Unoffical empeg BBS

Quick Links: Empeg FAQ | RioCar.Org | Hijack | BigDisk Builder | jEmplode | emphatic
Repairs: Repairs

Topic Options
#177137 - 27/08/2003 13:18 id3 tags and character encoding
pim
addict

Registered: 14/11/2000
Posts: 474
Loc: The Hague, the Netherlands
Does anyone know of a tool or have example code that show what
character encoding is used inside id3 tags?

I've seen very little documentation about the proper use of character
sets in id3 tags.
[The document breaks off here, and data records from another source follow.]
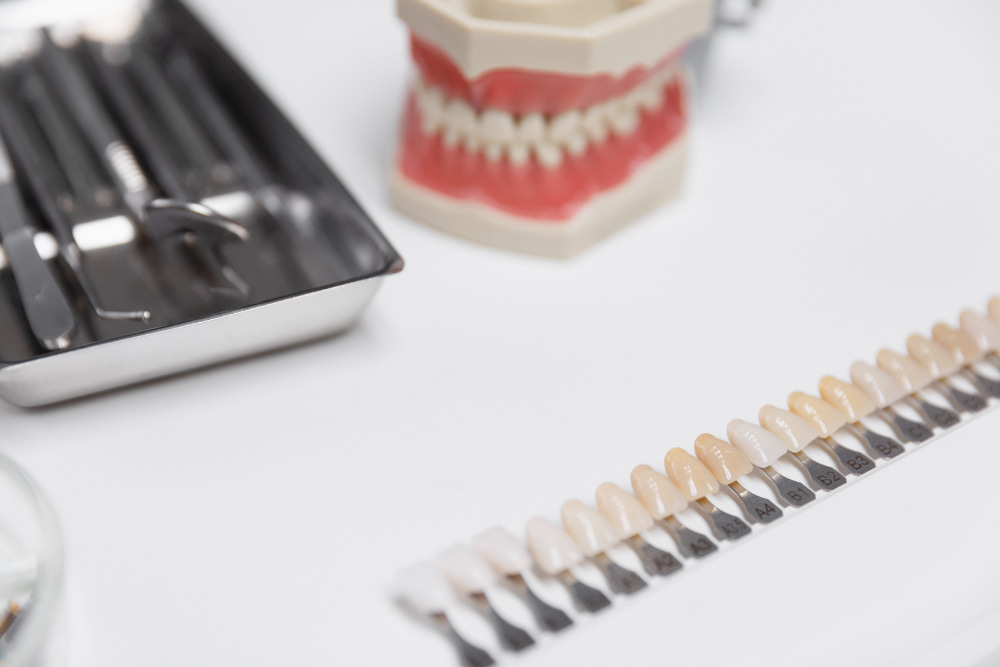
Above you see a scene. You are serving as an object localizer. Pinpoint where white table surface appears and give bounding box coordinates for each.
[0,0,1000,667]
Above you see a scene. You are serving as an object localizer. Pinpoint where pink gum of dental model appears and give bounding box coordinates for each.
[390,0,712,257]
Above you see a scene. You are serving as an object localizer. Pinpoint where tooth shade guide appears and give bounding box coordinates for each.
[397,0,713,80]
[932,323,983,366]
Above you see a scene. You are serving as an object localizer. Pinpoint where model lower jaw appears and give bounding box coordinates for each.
[397,71,685,220]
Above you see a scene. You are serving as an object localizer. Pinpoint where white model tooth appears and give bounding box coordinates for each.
[851,361,906,408]
[396,563,455,614]
[441,125,461,148]
[434,544,497,595]
[507,144,531,167]
[726,419,788,468]
[635,76,663,111]
[517,113,545,146]
[472,526,531,575]
[549,109,583,146]
[582,104,608,144]
[611,99,639,137]
[483,144,503,162]
[525,517,583,576]
[417,88,444,134]
[534,141,563,169]
[566,132,590,157]
[562,500,621,558]
[479,109,517,146]
[960,310,1000,352]
[462,136,480,153]
[444,99,476,145]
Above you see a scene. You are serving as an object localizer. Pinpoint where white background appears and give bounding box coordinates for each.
[0,0,1000,667]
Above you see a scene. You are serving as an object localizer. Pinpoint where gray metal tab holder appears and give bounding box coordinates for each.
[0,0,403,407]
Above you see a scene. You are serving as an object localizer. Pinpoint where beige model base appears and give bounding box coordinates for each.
[389,134,687,258]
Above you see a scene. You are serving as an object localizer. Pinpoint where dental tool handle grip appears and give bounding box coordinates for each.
[168,47,270,191]
[0,149,76,350]
[42,33,155,218]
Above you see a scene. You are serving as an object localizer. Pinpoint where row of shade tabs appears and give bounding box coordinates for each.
[397,297,1000,666]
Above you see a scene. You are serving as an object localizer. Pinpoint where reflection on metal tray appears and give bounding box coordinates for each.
[0,0,403,406]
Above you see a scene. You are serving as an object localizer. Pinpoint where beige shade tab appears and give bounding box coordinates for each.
[788,391,847,438]
[663,447,719,502]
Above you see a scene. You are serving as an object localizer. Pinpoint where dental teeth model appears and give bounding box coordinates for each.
[390,0,713,257]
[400,300,1000,665]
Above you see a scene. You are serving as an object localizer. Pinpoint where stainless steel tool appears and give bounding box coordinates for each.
[0,66,151,321]
[40,32,249,295]
[168,45,343,286]
[0,0,403,404]
[0,130,76,350]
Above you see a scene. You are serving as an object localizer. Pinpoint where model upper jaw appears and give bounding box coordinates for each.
[392,0,712,256]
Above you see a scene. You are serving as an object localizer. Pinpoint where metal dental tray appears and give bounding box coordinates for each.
[0,0,403,406]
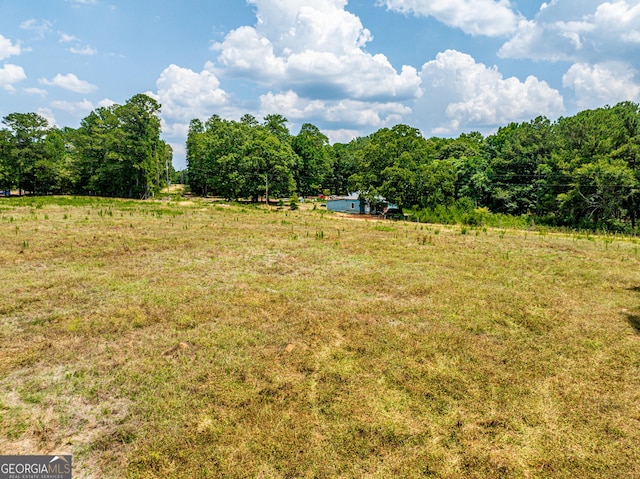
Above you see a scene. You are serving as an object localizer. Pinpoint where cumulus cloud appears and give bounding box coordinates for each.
[260,91,411,130]
[20,18,53,40]
[382,0,522,37]
[212,0,420,101]
[0,34,22,60]
[50,98,95,118]
[69,45,98,56]
[0,63,27,93]
[40,73,98,94]
[24,88,47,98]
[499,0,640,62]
[156,64,229,122]
[416,50,564,135]
[562,62,640,109]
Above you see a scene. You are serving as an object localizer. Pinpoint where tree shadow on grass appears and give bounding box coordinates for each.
[626,286,640,333]
[627,313,640,333]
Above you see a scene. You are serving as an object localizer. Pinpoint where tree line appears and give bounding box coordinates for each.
[0,94,173,198]
[0,94,640,229]
[187,102,640,229]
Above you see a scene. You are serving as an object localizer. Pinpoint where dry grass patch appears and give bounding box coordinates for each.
[0,198,640,478]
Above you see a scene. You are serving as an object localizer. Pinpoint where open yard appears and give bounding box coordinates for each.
[0,198,640,479]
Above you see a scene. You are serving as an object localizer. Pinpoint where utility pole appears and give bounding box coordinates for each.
[264,173,269,208]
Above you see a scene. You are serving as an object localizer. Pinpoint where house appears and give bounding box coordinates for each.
[327,193,367,215]
[327,193,395,215]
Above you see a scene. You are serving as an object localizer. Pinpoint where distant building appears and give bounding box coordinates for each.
[327,193,367,215]
[327,193,396,215]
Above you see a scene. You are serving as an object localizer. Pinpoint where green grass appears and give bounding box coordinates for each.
[0,198,640,478]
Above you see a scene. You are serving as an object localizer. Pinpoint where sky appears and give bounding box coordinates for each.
[0,0,640,169]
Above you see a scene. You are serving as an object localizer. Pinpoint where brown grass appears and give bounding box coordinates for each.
[0,199,640,478]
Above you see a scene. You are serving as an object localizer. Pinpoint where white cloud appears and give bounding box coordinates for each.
[562,62,640,109]
[379,0,522,37]
[40,73,98,94]
[24,88,47,98]
[156,64,229,122]
[69,45,98,56]
[60,32,80,43]
[0,63,27,93]
[20,18,53,39]
[50,98,94,117]
[415,50,564,135]
[260,91,411,127]
[498,0,640,62]
[0,34,22,60]
[212,0,420,101]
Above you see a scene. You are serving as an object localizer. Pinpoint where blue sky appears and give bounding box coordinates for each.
[0,0,640,168]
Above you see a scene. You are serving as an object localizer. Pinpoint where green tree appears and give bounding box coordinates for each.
[3,113,49,194]
[291,123,331,196]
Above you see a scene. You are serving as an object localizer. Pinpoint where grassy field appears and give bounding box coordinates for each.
[0,198,640,479]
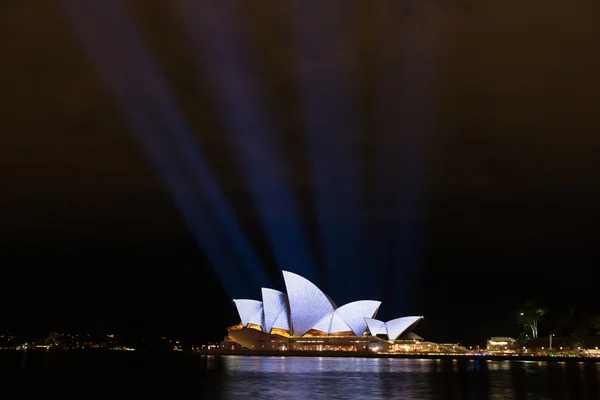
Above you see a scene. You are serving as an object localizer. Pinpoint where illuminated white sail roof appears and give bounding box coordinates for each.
[262,288,290,333]
[365,317,423,340]
[233,299,264,330]
[365,318,387,336]
[283,271,334,336]
[334,300,381,336]
[311,310,352,334]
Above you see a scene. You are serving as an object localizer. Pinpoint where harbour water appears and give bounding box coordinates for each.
[0,352,600,400]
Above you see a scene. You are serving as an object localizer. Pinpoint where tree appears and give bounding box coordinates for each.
[519,301,550,339]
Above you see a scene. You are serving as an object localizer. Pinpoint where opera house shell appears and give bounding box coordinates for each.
[225,271,423,350]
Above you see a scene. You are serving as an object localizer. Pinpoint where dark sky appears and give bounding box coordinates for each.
[0,0,600,342]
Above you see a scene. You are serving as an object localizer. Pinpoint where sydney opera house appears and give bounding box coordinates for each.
[221,271,433,351]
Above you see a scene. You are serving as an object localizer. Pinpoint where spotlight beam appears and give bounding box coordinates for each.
[59,0,270,296]
[173,0,317,279]
[288,0,364,302]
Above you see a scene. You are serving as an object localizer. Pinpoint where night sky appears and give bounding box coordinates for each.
[0,0,600,342]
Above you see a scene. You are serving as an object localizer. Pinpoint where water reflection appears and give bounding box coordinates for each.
[220,356,600,400]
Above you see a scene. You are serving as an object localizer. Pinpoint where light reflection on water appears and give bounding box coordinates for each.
[219,356,600,400]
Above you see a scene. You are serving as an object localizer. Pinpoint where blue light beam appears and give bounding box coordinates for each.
[172,0,318,280]
[59,0,270,296]
[288,0,366,302]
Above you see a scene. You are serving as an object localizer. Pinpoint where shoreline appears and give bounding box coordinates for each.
[192,350,600,362]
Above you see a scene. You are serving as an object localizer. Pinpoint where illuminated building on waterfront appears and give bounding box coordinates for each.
[221,271,464,352]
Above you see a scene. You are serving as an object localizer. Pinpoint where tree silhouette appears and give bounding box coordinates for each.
[519,301,550,339]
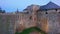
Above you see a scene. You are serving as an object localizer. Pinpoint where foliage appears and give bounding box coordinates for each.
[15,27,46,34]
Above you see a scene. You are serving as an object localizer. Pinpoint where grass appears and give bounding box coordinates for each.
[15,27,46,34]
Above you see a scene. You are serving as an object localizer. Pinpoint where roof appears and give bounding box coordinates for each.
[40,2,60,10]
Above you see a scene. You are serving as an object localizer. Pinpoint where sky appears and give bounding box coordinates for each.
[0,0,60,12]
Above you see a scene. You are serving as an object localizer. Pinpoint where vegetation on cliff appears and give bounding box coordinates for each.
[15,27,46,34]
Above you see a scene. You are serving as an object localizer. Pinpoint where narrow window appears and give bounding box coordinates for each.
[55,9,57,11]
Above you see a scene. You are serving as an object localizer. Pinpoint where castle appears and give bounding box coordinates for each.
[0,2,60,34]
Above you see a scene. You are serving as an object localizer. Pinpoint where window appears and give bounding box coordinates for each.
[55,9,57,11]
[46,12,48,14]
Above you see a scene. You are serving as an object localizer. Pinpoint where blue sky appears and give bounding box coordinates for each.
[0,0,60,12]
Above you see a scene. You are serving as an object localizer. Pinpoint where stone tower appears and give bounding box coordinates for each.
[32,5,39,26]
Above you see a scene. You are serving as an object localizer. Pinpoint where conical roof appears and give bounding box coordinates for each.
[40,2,60,10]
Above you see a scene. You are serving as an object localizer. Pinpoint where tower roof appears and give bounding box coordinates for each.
[40,2,60,10]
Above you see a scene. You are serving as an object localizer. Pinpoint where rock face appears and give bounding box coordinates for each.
[30,31,41,34]
[0,2,60,34]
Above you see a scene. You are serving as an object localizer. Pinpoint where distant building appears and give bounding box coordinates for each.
[0,2,60,34]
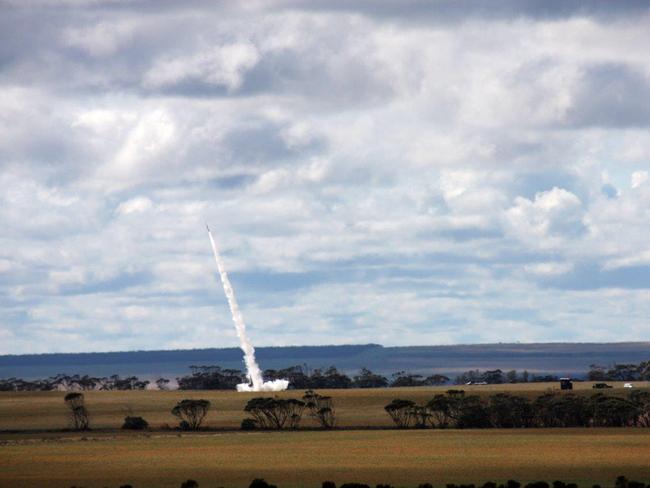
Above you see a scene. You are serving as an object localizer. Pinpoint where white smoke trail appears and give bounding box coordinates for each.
[206,225,289,391]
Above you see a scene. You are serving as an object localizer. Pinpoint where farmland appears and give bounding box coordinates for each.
[0,383,650,488]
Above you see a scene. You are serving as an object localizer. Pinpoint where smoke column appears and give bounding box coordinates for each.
[206,225,289,391]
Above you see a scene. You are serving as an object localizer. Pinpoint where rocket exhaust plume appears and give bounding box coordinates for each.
[205,224,289,391]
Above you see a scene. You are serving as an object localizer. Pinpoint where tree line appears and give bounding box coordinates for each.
[5,361,650,391]
[384,390,650,429]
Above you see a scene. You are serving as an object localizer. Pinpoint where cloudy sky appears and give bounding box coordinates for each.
[0,0,650,354]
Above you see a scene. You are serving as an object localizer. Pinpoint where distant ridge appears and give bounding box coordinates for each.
[0,342,650,379]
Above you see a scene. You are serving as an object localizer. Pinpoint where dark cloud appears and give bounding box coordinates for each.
[542,263,650,290]
[284,0,650,23]
[566,64,650,128]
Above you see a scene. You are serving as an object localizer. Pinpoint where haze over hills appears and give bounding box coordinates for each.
[0,342,650,379]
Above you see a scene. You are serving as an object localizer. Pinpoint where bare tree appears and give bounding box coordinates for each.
[244,397,305,429]
[384,399,416,428]
[302,390,336,429]
[172,399,210,430]
[63,393,90,430]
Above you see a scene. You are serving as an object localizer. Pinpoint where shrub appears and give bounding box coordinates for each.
[241,419,257,430]
[244,397,305,429]
[63,393,90,430]
[172,399,210,430]
[248,478,278,488]
[122,416,149,430]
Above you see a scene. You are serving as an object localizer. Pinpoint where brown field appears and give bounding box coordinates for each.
[0,383,650,488]
[0,429,650,488]
[0,382,650,430]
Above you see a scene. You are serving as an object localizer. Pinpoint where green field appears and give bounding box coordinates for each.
[0,384,650,488]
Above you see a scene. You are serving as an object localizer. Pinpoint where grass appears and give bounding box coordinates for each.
[0,429,650,488]
[0,382,650,431]
[0,383,650,488]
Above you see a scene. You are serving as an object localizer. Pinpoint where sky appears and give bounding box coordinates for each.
[0,0,650,354]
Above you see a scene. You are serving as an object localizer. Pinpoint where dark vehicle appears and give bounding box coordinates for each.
[560,378,573,390]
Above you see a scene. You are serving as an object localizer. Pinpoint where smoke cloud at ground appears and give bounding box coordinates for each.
[208,228,289,391]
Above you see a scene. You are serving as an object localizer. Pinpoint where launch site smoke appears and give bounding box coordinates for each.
[205,224,289,391]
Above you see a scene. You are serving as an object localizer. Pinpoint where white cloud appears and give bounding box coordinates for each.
[506,187,584,249]
[0,0,650,352]
[144,42,260,91]
[115,197,153,215]
[63,19,137,57]
[630,171,649,188]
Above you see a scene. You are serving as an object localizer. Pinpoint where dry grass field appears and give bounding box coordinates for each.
[0,382,650,432]
[0,429,650,488]
[0,383,650,488]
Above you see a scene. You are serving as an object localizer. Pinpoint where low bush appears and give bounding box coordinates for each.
[122,416,149,430]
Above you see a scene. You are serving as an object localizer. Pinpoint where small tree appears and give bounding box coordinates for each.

From my understanding, id3v1 tags should always
be encoded using iso8859-1. id3v2 tags can be encoded as iso8859-1,
utf-8 or utf-16. The character encoding should be stored somewhere,
so a decode knows how to interpret the data. Please correct me if
these assumptions are wrong.

Now that Samba 3 is finally out (well, it's a release candidate), I can
finally use UTF-8 encoded filenames on Linux and display them
right in Windows. Changing the filenames from iso8859-1 encoded
names to UTF-8 involved converting all my cached CDDB data to
UTF-8 and rerunning all my tunes through my ripper. This not only
changed the names, but also retagged the tunes. The tunes now
have UTF-8 encoded tags, but now several clients are corrupting
the tags, as they do another iso8859-1 to UTF-8 translation.

This makes me suspicious about my ripper. It may be using UTF-8
encoded tags but storing them as if they are iso8859-1 encoded.

Unfortunately, I have not been able to find any tool showing these
properties, and libid3tag, which I use for mp3tofid just hides
all this mess and offers the tags UCS-4 encoded.

Pim

Top
#177138 - 27/08/2003 13:25 Re: id3 tags and character encoding [Re: pim]
tfabris
carpal tunnel

Registered: 20/12/1999
Posts: 31578
Loc: Seattle, WA
You can examine the files yourself in a binary editor, and look at this spec to see what's what. That covers ID3v1, but has a link to the ID3v2 spec.
_________________________
Tony Fabris

Top
#177139 - 27/08/2003 13:36 Re: id3 tags and character encoding [Re: pim]
Roger
carpal tunnel

Registered: 18/01/2000
Posts: 5682
Loc: London, UK
http://www.id3.org/develop.html

One thing to note: several broken tagging programs (in particular Japanese ones) store ID3v2 tags in the local codepage, but claim to be storing them in 8859-1.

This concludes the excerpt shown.